Пришел ли Эдди к Майку потому, что я спас ворчливому старикану жизнь? Трудно сказать что-нибудь определенное о мотивах тех, кто Двинулся Дальше (роззина фраза, заглавные буквы подчеркиваются поднятием ладоней), но я сомневался. Ведь после инфаркта он прожил всего неделю, которую он явно не провел на Карибах в окружении гологрудых прелестниц.

Но…

Я тогда пришел его проведать. И если к нему не приходил Фред Дин, то я был единственным. Я даже принес ему фотографию бывшей жены. Да, он назвал ее жалкой лживой сучкой. Возможно, она ей и была, но хоть какое-то усилие я сделал. Как, в конце концов, сделал и он. Уж не знаю, по какой причине.
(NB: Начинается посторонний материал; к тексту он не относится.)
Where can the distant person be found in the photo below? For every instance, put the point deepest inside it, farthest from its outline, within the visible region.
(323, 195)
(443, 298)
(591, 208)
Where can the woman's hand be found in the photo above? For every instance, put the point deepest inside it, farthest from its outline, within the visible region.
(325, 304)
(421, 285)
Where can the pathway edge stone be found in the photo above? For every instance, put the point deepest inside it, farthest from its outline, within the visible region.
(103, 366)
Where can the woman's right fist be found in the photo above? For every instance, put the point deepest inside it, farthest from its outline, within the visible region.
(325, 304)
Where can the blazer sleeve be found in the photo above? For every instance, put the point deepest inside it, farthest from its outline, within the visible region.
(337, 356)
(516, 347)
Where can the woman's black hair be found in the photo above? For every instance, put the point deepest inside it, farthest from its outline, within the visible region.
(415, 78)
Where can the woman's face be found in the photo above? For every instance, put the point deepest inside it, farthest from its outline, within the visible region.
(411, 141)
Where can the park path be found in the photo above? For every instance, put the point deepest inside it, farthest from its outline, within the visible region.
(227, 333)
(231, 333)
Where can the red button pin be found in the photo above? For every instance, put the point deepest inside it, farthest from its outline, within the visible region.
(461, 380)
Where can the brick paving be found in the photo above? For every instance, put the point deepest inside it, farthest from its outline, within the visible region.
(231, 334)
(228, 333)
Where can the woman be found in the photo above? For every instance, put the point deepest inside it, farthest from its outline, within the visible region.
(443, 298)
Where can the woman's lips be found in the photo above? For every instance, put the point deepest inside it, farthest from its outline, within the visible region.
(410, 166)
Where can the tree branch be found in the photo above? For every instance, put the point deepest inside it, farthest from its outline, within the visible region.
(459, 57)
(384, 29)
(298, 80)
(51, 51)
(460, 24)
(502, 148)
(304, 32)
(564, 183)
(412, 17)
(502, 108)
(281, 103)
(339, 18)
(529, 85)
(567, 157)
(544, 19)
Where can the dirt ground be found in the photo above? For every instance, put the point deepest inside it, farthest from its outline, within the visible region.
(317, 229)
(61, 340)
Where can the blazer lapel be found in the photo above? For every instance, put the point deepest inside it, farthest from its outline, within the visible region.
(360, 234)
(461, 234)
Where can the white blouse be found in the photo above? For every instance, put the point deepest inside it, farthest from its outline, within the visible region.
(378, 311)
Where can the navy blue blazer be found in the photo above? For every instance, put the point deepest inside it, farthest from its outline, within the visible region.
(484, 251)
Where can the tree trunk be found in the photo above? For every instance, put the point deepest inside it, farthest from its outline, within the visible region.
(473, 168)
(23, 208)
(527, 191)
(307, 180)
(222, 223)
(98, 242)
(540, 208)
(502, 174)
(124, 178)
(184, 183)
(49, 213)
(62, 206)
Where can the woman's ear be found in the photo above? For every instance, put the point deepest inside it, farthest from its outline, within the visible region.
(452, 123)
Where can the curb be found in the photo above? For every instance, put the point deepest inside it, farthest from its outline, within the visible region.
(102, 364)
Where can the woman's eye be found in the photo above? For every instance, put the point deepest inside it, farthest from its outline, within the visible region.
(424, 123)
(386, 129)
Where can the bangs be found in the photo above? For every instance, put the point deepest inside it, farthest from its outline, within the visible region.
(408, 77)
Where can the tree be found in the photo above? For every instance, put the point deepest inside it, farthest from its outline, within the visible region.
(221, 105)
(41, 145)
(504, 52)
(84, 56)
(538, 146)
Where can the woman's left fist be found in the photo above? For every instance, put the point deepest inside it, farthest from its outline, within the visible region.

По дороге в аэропорт Майк наклонился ко мне с заднего сиденья и сказал:

— Хочешь, расскажу кое-что смешное, Дев? Он ни разу не назвал тебя по имени. Просто пацаном. Думаю, он знал, что я пойму, о ком речь.

Я тоже понял.

Эдди-мать-его-Паркс.

 

Вот таким и был тот далекий и волшебный 1973-й год. Год, когда нефть продавалась по одиннадцать долларов за баррель. Год, когда мне разбили сердце. Год, когда я потерял девственность.

Год, когда я спас от удушения милую малышку и не дал умереть довольно мерзкому старикану от сердечного приступа (по крайней мере, от первого).

Год, когда я едва не погиб от руки маньяка на колесе обозрения. Год, когда я жаждал увидеть призрака, но так и не увидел… хотя, кажется, один из них видел меня. То был год, когда я научился говорить на секретном языке и танцевать «Хоки-поки» в песьем костюме.